It has been a while that I have been attending Hotsos, although that is how it feels. In 2011 I flew to Hotsos to see, among others presentations from Maria Colgan, but I ended up being sick the whole week while learning on my hotel room to enjoy American TV. In 2012 I skipped Hotsos (10th year anniversary) thinking my schedule was too full with international presentations, but alas, that agenda cleared up expectantly, so in the end I missed out on some big conferences as a presenter and/or attendee.
Hotsos?
You don’t know the Hotsos Symposium? The Hotsos Symposium is, in my honest opinion, is one of the most interesting best symposiums/conferences out there, when you goal is learning all about (Oracle) performance. This yearly happening takes place in Irving, Texas, in an Hotel on an isolated location somewhere nearby a highway some miles from Dallas downtown. When I read that Maria Colgan would do the Hotsos Training Day (an extra symposium option), without even seeing the rest of the symposium agenda, I knew I had to attend. Maria is a very natural gifted speaker and with her comfy way of addressing (difficult) problems and solutions, she nowadays easily attracts the same huge audiences like people out there, like Oracle promoter and enthusiast, Thomas Kyte. I don’t like promoting the difference between developers and DBA people (there isn’t one – believe me – or at least there shouldn’t be one), but Maria is for DBA, what Tom is for Developers (or that is how it feels sometimes).
Anyway… Looking forward to the symposium while being on the eve before my flight. This year I will be going with my colleague Remco (van Rijn).

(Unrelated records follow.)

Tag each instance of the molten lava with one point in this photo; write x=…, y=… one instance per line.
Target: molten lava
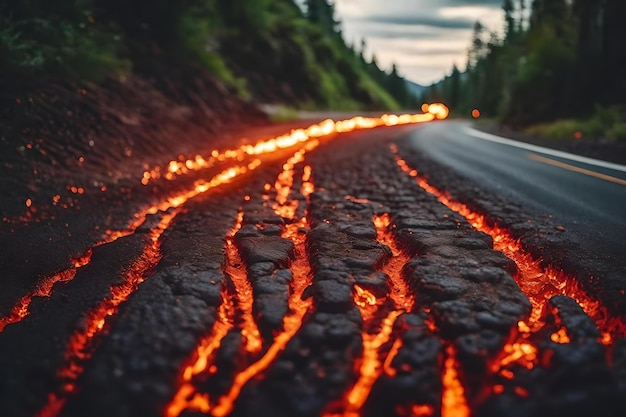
x=400, y=293
x=82, y=343
x=236, y=270
x=292, y=322
x=374, y=362
x=453, y=402
x=538, y=284
x=44, y=289
x=182, y=166
x=186, y=398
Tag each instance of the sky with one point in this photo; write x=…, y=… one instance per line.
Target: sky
x=424, y=38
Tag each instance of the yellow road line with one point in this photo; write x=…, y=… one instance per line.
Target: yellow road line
x=576, y=169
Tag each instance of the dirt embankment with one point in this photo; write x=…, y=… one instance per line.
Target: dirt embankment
x=54, y=137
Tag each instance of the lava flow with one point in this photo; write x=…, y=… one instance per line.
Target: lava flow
x=235, y=268
x=301, y=271
x=44, y=289
x=182, y=166
x=453, y=402
x=82, y=343
x=187, y=398
x=538, y=284
x=373, y=361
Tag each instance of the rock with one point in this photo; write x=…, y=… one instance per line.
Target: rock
x=333, y=297
x=267, y=249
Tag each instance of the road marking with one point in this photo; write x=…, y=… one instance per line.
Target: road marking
x=576, y=169
x=546, y=151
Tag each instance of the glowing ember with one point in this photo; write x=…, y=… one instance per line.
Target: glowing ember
x=292, y=322
x=186, y=397
x=422, y=410
x=560, y=336
x=81, y=344
x=389, y=370
x=453, y=403
x=538, y=284
x=400, y=294
x=183, y=166
x=373, y=362
x=363, y=298
x=236, y=270
x=44, y=289
x=371, y=365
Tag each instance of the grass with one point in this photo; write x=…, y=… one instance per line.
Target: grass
x=606, y=123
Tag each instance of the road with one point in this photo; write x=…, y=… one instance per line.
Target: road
x=323, y=279
x=588, y=197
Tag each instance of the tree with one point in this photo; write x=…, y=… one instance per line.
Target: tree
x=322, y=13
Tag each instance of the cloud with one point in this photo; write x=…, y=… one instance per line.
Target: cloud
x=424, y=38
x=431, y=21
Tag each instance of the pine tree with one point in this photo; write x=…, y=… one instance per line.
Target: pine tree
x=322, y=12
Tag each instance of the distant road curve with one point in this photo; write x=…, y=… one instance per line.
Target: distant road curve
x=586, y=195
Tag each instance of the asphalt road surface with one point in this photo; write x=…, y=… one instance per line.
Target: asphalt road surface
x=587, y=196
x=326, y=279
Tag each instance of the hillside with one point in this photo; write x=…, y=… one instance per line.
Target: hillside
x=262, y=50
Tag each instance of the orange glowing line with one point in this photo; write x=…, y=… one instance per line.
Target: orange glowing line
x=235, y=268
x=560, y=336
x=389, y=370
x=371, y=365
x=44, y=289
x=296, y=136
x=422, y=410
x=301, y=271
x=81, y=346
x=401, y=294
x=186, y=396
x=363, y=298
x=538, y=284
x=453, y=402
x=291, y=323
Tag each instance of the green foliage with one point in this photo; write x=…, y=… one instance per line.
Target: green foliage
x=284, y=114
x=606, y=123
x=553, y=63
x=268, y=50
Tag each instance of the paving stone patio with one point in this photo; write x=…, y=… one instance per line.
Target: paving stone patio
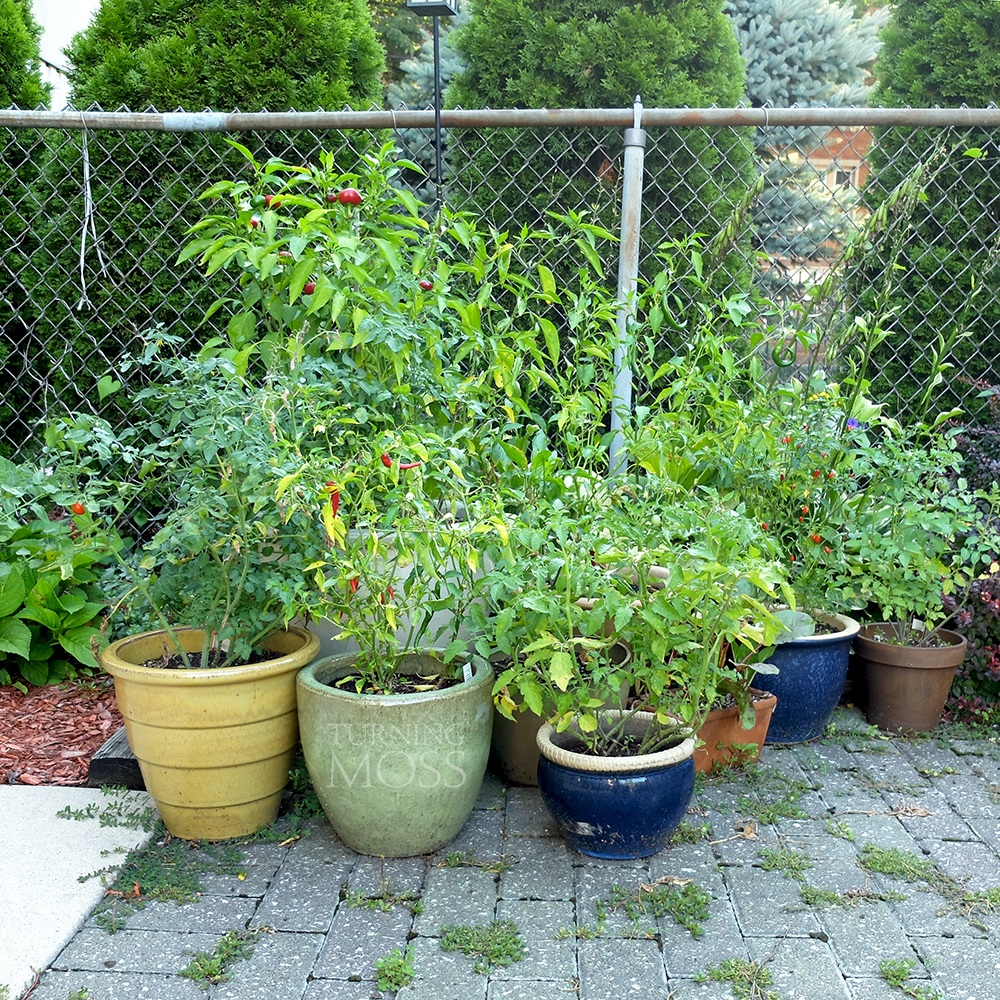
x=799, y=822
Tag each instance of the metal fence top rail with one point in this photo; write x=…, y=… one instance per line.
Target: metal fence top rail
x=212, y=121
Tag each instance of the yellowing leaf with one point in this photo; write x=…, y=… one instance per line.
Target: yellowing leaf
x=561, y=669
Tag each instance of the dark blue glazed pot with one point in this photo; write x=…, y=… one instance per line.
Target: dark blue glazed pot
x=615, y=807
x=811, y=675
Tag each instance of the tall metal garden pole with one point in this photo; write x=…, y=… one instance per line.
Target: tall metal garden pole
x=628, y=271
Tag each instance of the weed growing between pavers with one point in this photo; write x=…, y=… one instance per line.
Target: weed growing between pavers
x=910, y=868
x=838, y=828
x=896, y=972
x=750, y=980
x=587, y=932
x=466, y=859
x=775, y=795
x=395, y=970
x=168, y=869
x=384, y=898
x=790, y=863
x=496, y=945
x=688, y=833
x=818, y=898
x=121, y=811
x=213, y=966
x=681, y=899
x=874, y=787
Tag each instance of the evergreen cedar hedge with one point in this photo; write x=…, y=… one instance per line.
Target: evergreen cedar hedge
x=271, y=54
x=940, y=53
x=601, y=54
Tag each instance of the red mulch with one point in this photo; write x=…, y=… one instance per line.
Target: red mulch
x=48, y=735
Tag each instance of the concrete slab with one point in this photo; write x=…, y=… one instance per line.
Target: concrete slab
x=41, y=860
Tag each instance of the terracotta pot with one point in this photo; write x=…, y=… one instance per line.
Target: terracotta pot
x=214, y=745
x=908, y=685
x=722, y=732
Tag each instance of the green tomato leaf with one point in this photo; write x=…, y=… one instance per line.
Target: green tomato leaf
x=561, y=669
x=15, y=637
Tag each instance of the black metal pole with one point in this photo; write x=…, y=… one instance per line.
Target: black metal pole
x=438, y=173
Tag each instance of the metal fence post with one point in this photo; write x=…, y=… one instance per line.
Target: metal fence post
x=628, y=270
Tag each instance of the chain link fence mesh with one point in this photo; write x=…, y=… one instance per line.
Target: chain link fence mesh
x=92, y=223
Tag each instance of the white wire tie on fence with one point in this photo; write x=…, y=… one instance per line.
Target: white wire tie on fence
x=88, y=220
x=201, y=121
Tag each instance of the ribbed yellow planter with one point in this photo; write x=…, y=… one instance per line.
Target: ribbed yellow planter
x=214, y=746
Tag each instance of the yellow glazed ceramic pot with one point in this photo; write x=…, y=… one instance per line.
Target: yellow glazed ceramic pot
x=214, y=745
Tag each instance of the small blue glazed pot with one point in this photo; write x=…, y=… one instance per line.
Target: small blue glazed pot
x=615, y=807
x=811, y=675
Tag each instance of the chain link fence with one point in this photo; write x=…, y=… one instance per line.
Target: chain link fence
x=95, y=210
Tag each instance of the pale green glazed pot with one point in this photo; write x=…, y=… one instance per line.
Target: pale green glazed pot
x=397, y=775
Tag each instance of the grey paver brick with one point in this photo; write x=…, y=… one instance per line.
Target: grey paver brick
x=968, y=794
x=766, y=904
x=617, y=969
x=260, y=863
x=116, y=986
x=456, y=896
x=544, y=871
x=339, y=989
x=684, y=955
x=940, y=823
x=538, y=921
x=132, y=951
x=932, y=757
x=279, y=967
x=966, y=968
x=802, y=968
x=210, y=914
x=358, y=938
x=920, y=913
x=302, y=897
x=374, y=876
x=442, y=975
x=529, y=989
x=961, y=859
x=688, y=989
x=880, y=829
x=527, y=816
x=874, y=989
x=987, y=829
x=320, y=845
x=482, y=835
x=864, y=936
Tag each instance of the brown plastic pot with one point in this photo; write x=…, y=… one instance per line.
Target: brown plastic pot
x=721, y=734
x=907, y=685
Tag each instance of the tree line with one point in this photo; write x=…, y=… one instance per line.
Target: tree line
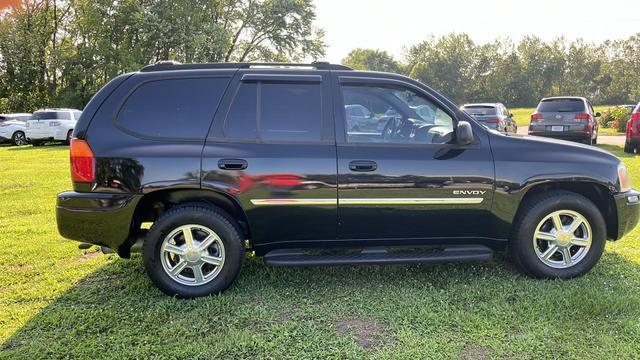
x=517, y=74
x=60, y=52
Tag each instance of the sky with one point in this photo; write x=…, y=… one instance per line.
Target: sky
x=393, y=24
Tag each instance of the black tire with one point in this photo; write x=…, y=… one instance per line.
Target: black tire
x=204, y=215
x=535, y=209
x=18, y=138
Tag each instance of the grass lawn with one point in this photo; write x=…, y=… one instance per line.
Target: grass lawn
x=522, y=116
x=59, y=302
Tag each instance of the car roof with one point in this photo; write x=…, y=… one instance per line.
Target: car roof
x=173, y=65
x=564, y=98
x=481, y=104
x=56, y=109
x=16, y=114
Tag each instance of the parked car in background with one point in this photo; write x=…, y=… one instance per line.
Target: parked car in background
x=12, y=128
x=272, y=168
x=565, y=117
x=51, y=125
x=632, y=142
x=628, y=107
x=493, y=115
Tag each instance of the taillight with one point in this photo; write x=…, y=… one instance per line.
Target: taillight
x=82, y=161
x=583, y=116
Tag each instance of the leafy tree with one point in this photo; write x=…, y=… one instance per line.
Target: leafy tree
x=371, y=59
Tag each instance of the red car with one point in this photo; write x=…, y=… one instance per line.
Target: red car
x=633, y=132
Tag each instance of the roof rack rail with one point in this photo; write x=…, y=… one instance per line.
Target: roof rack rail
x=174, y=65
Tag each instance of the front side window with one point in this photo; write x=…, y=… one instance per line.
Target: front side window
x=270, y=111
x=561, y=105
x=394, y=116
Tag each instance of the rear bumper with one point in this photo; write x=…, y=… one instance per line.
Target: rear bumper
x=96, y=218
x=633, y=141
x=628, y=209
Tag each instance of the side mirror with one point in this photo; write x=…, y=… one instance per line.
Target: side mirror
x=464, y=133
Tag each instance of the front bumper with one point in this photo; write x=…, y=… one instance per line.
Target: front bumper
x=96, y=218
x=628, y=210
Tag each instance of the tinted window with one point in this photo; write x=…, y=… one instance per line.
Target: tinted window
x=398, y=116
x=561, y=105
x=481, y=110
x=288, y=112
x=51, y=115
x=241, y=119
x=173, y=108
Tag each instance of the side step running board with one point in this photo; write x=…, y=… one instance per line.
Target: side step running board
x=374, y=256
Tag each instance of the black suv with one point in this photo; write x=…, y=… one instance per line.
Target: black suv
x=197, y=164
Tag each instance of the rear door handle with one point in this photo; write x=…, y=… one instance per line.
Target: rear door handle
x=363, y=165
x=233, y=164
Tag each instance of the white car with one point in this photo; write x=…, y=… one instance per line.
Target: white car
x=12, y=128
x=52, y=125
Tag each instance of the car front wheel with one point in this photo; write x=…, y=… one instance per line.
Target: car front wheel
x=558, y=234
x=192, y=251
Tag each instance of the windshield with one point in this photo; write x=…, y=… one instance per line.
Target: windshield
x=562, y=105
x=481, y=110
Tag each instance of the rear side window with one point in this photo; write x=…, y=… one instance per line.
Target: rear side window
x=562, y=105
x=276, y=112
x=51, y=115
x=172, y=108
x=481, y=110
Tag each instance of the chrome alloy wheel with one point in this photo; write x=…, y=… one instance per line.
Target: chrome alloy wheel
x=562, y=239
x=192, y=255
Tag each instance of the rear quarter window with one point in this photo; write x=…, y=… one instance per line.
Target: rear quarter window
x=51, y=115
x=172, y=108
x=562, y=105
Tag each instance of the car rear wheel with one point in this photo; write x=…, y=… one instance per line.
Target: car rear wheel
x=558, y=234
x=193, y=250
x=18, y=138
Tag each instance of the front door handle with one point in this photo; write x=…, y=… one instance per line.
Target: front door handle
x=233, y=164
x=363, y=165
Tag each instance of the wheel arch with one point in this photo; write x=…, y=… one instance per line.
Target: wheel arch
x=598, y=193
x=152, y=205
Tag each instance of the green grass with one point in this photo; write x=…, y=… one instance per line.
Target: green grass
x=522, y=116
x=59, y=302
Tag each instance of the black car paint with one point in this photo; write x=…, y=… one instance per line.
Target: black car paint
x=131, y=169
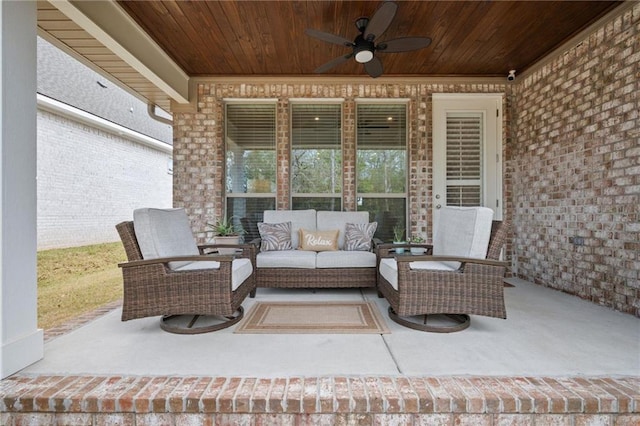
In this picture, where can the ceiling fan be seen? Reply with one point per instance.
(365, 45)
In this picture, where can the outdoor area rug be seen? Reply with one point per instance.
(313, 318)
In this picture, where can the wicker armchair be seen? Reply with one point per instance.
(193, 293)
(454, 290)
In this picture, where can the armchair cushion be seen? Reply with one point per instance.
(463, 232)
(389, 269)
(241, 269)
(164, 233)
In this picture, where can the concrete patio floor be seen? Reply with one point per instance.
(547, 333)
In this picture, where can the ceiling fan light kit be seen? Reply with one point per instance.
(364, 46)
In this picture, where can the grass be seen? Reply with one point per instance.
(73, 281)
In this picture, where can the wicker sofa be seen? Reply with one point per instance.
(296, 268)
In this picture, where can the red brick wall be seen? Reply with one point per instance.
(199, 141)
(575, 169)
(570, 144)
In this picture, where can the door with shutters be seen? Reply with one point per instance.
(467, 152)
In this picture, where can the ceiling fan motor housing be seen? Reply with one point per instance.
(363, 49)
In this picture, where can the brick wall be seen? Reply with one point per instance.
(89, 180)
(199, 142)
(570, 144)
(575, 169)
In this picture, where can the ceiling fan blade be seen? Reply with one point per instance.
(403, 44)
(331, 38)
(332, 63)
(381, 20)
(373, 67)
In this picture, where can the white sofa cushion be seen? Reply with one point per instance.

I hope that he will enjoy the symposium as much as I do: returning packed with (practical) ideas and stuff learned applicable for our AMIS customer challenges. I will be presenting once again during this years Hotsos symposium, along side some friends, people I admire and a bunch of Dutch people, that met the harsh criteria to be even “allowed” to present. Mark your (Dutch) agenda’s when we Dutch guys will be doing our “Hotsos Revisted – 2013” (free) mini conference.
Creating Structure in Unstructured Data?
For this years Hotsos symposium I set my own expectations once again a little bit higher, creating a new presentation. With all the buzz going on regarding “Big Data” and its focus on getting unstructured data under control, trying to make use of all this information, I pinpointed on making sense of Wikipedia data. The Wikipedia data is freely available as an XML data dump file on the internet. I picked the biggest data set possible, that is, the full Wikipedia English XML dump file. Last December 2012, it contained over 10 million pages of information. Every “string” (=Wikipedia page) contains structured and unstructured data elements and various from a few KB up to bigger the a few MB. All these pages are distributed in 1 big XML file.
My challenge in all of this was to get this data under control: loading it efficiently in an Oracle database, index the bits and pieces I was interested in and make it searchable for use. “Searchable for use” would focus on, the structured (fixed) bits and pieces of info, but also the completely unstructured data. The bits and pieces of info we most of the time are interested in while searching Wikipedia for knowledge. What made the challenge extra interesting was trying to do all this on my own personal computer. A computer which is limited in resources, running the actual used virtual machine environment, running a database that was limited to “only” 4G RAM of memory at its disposal. In all a daunting task trying to consume a single (XML) string (file) of 42.5 GB of data. From time to time I questioned myself, since I started building up to my new presentation in early December 2012, why I set my goals so high, but then again…that’s what Hotsos is all about.
I gathered a lot of data for my presentation, since those cold December nights, while attempting to create “Structure in Unstructured Data”, fiddling with the huge amount of Wikipedia information. An hour presentation time , in all, is too short to fit the lessons learned spend during my evening hours, the last 3 months. On Monday 12:00 AM (EST) I will know, based on the feedback of the Hotsos audience, if my attempts too handle the data will pay off and they liked the content. I will be happy if the people attended will feel it as “an hour well spend”. After that I can relax and start enjoying Hotsos and the presentations of all those other very knowledgeable people.